Zipol

La verdad no tenía ganas de ir con la bandita a la playa de Nexpa, además sentía esta energía entre Juan Carlos, El Ernest, Daniela, que me revolvía la panza.

Necesitaba estar solo, pensar en lo que había visto, la imagen no se me quitaba de la cabeza día y noche, sentía que había muchas cosas que no entendía y comenzaba a confundirme. Estaba desorientado, como si tuviera una resaca emocional. Tú me entiendes. Así que le pedí a Daniela si me podía llevar de favor a la central de autobuses. Tomé el primer autobús al DF, luego a Oaxaca, y de ahí viaje todo al anoche hacia Pochula. Creo que dormí todo el camino, lo necesitaba.
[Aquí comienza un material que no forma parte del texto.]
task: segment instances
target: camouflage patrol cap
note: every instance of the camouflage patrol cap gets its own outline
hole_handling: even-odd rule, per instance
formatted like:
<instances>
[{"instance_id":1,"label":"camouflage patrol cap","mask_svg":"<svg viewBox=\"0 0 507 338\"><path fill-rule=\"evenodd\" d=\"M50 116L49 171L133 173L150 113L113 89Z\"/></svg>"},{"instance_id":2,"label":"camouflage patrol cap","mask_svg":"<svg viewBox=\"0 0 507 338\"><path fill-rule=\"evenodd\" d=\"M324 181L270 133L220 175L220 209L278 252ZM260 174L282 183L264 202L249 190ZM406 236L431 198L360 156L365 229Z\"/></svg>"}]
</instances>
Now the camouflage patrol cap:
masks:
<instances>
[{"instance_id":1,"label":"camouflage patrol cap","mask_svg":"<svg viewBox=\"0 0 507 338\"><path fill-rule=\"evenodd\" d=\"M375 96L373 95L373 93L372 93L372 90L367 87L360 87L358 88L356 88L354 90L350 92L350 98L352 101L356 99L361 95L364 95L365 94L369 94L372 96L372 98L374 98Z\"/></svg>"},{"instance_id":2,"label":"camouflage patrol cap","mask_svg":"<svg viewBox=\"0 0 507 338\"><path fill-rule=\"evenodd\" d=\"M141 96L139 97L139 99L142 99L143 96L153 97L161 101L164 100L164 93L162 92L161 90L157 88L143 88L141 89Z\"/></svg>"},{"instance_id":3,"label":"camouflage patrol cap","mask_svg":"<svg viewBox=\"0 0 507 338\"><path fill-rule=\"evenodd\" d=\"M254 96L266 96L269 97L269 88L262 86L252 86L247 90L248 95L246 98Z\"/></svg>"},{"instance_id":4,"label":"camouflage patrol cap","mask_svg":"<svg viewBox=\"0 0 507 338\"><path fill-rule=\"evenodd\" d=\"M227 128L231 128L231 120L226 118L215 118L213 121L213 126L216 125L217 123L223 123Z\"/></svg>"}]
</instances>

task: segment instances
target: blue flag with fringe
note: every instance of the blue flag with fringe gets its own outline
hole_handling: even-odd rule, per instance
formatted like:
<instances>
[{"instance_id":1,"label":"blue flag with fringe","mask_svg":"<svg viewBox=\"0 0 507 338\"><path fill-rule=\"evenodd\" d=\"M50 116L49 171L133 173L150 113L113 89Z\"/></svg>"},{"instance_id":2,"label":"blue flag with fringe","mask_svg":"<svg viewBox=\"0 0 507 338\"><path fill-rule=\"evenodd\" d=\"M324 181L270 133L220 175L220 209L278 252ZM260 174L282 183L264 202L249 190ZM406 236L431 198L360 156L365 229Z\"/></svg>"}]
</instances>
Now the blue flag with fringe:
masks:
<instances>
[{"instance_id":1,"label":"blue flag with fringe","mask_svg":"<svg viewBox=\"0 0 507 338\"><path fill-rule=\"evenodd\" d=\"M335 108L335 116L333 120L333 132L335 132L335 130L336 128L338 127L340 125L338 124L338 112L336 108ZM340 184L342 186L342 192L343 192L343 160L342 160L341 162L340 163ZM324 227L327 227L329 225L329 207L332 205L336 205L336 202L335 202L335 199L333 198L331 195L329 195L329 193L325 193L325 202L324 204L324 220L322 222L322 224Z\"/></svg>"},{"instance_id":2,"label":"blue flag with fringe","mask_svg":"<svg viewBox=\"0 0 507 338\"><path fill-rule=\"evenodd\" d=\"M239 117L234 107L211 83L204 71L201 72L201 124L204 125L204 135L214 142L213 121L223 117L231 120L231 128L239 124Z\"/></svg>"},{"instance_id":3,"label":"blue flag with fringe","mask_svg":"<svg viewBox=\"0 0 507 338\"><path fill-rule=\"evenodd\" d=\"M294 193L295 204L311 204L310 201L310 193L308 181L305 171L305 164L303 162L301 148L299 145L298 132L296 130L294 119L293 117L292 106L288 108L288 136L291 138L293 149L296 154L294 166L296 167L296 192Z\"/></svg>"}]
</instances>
Cuando llegué, me recomendaron tomar una camioneta para llegar a Zipolite.  ¡Wey, que pinche lugar tan más chingón¡ 

Me instalé en de las tantas palapas que estaban en la playa y les renté una hamaca. Digamos que si tienen un poco de varo, puedes rentar una habitación, luego hay palapas solas, y también cuartos y camas en el hostal que está al borde de la playa. Pero yo alquilé una hamaca por veinte pesos, puse en ella mi sleeping y le encargué mi mochila a la señora de la Palapa. Y creo que escogí bien, porque la doña hacia las mejores tortas de la playa, y costaban 10 pesos. ¡Wey¡ 10 pesos, y la caguama 5 pesos. ¿Te imaginas? ¡El paraíso¡

Conocía a un grupo de amigos que veían del DF, eran unos tres años más jóvenes que yo, pero hicimos buen contacto. Ello me decían, Roy, hoy hay algo en el Hostal en la noche. Roy mañana es el rave en la playa La Conchita.

También me dijeron que iban a pasar año nuevo en Punta Cometa en la playa de Mazunte en dónde habría un ritual de purificación para el año nuevo y me lancé con ellos.